What was particularly striking during the lockdown: the different living environments. We, the educational staff, live relatively privileged. Teachers can afford their family homes in Kleinmachnow. They look at the children from their perspective and expect certain achievements. When I come to a family where I see there is no structure, no hygiene, and then I hear from a teacher: The student doesn’t smell good, can you tell him to wash? I think to myself: How should he do that? We have some students who live in homeless shelters. That means that my job is also to sensitize teachers.

Mothers in the rehab clinic

It can happen, for example, that a pupil brings a blame home because he has forgotten his sporting gear again – he simply has none and is ashamed of it. I saw young people howling in front of me and saying: I had to take my mother to the rehab clinic yesterday and I am now home alone. Of course, I see their performance in a completely different context.

The fascinating thing about young people is their resilience. Some manage to say: I know things are not going well here, but I love my parents and they love me in their own way. These young people develop strength from it and later want to do it differently for themselves.

A student, for example, has a mentally ill mother who has been hospitalized several times. The father was alone with the children and pets, a sister was already housed outside. The boy has managed to use the school as a place where he can live out. He has participated in more working groups than he should, including those that didn’t interest him.

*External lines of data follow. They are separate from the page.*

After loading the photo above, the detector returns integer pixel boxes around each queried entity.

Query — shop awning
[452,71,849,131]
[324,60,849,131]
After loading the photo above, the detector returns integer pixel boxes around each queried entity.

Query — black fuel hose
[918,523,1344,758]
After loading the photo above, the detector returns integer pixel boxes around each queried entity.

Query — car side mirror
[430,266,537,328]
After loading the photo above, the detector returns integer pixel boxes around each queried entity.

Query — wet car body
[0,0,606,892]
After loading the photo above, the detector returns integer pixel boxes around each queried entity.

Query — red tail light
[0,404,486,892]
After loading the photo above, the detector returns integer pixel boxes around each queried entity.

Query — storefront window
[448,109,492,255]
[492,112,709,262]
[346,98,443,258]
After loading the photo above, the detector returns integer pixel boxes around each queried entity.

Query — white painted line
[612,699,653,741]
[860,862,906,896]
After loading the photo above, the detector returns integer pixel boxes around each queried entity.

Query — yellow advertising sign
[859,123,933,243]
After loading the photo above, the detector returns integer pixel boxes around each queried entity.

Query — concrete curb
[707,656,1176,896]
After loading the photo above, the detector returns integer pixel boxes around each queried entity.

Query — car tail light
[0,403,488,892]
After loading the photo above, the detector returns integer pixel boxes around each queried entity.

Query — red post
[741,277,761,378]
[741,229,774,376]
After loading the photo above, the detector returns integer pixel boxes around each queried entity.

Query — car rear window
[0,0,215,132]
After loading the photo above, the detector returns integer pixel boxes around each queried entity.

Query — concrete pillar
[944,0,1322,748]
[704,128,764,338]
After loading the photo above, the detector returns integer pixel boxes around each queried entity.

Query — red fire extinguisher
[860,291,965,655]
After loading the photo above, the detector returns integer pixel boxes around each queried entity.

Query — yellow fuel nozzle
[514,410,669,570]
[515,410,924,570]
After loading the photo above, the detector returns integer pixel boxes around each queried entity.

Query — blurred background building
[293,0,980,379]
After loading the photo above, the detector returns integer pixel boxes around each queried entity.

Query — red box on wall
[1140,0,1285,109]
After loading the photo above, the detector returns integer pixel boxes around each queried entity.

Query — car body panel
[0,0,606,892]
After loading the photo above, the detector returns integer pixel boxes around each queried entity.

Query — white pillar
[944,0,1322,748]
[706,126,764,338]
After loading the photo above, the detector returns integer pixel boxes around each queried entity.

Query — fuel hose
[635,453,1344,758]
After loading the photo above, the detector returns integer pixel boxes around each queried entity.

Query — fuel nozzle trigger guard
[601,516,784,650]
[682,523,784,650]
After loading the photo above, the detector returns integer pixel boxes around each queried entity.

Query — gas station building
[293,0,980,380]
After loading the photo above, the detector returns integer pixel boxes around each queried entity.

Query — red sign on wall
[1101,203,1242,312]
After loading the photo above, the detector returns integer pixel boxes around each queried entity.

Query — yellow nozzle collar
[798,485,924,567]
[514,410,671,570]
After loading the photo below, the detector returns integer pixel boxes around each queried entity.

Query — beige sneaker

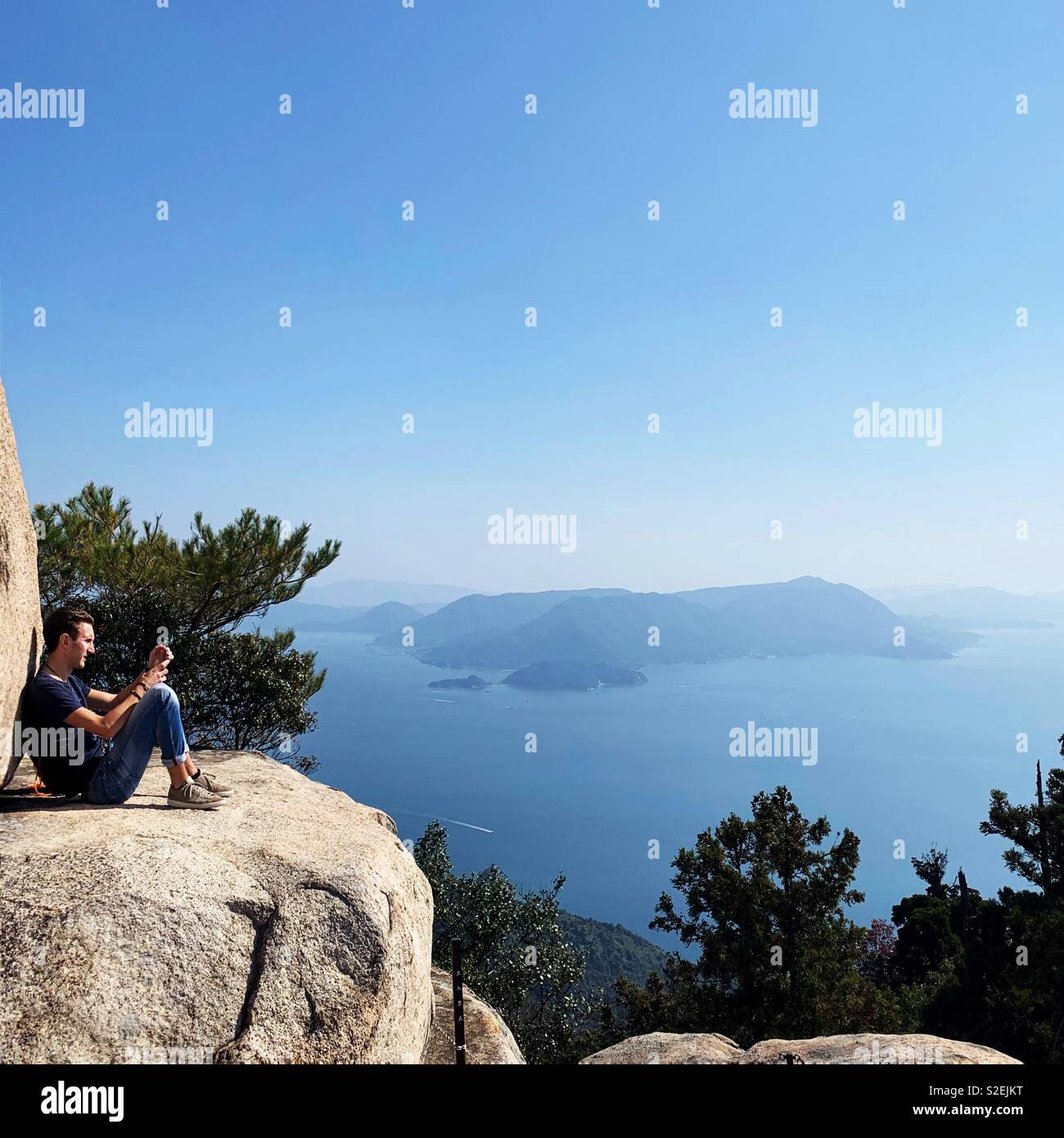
[192,768,233,797]
[166,779,222,811]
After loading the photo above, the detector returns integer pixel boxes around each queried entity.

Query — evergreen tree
[597,786,890,1045]
[33,482,339,770]
[414,822,589,1063]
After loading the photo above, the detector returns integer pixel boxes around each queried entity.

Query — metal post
[451,937,466,1066]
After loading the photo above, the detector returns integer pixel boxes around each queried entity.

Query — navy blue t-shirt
[23,668,104,794]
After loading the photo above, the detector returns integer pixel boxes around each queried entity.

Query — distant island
[429,676,492,692]
[270,577,1001,691]
[503,660,647,692]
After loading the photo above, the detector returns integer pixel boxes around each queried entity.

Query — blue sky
[0,0,1064,592]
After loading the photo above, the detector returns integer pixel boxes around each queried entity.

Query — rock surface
[740,1035,1023,1066]
[580,1031,1022,1066]
[0,752,432,1063]
[0,380,43,786]
[422,969,525,1066]
[580,1031,743,1066]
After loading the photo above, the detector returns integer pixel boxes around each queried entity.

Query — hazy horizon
[0,0,1064,593]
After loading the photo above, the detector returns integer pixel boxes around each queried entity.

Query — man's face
[61,625,96,668]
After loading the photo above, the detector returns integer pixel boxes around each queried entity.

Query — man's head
[44,607,96,671]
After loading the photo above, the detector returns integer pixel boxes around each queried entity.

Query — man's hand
[137,664,173,691]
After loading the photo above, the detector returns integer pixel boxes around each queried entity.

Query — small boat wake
[394,811,495,834]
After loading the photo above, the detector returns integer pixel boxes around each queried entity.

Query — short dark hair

Of course, one is not denied the way – but not everyone creates the awareness for it. This boy has one of the best degrees, and I would have liked him to go to high school, but he is doing an apprenticeship so that he has something in hand. There is also a huge sense of responsibility. The boy could go to the youth welfare office and say: I can’t take it any longer at home, I want to live somewhere else – but then maybe everything would collapse there. We underestimate that. At school there is always an appeal, get involved, but some are so committed at home that they have no strength at all. Of course, this does not appear in your CV.

I love my job

I am very curious to see how it will go when the school starts again, when the holidaymakers who have visited their family in Turkey, for example, come back. According to the Senate administration, you should quarantine two weeks before the start of school, but will everyone stick to it?

The road to normalcy will be rocky, the long-term consequences of Corona will occupy us very much. Some families are broken up, and there is also the economic situation of some parents. And where there are fears among the parents, they shift to the children. Then violence is very quickly involved. In any case, it has increased.

We have had no feedback about sexual violence that occurs most often within families. It takes time before young people talk about it, they usually only open when they are no longer dependent on their parents’ house. Knowing that some boys and girls were exposed to their tormentors is extremely stressful. And then there are passive forms of violence when children have to witness how a parent, usually the mother, is beaten or abused. This will certainly concern us in many discussions after the school opens.

I love my job, did I say that? I don’t know if I want to do that in 20 years, but as long as I have the mental strength and idealism, I stick with it and am willing to not always completely differentiate myself. And teenagers are as great as the personalities develop, that’s great every time! My year, which I accompanied from the seventh grade, graduated this year, Corona. I couldn’t hug the students when they said goodbye, that’s tragic, very terrible.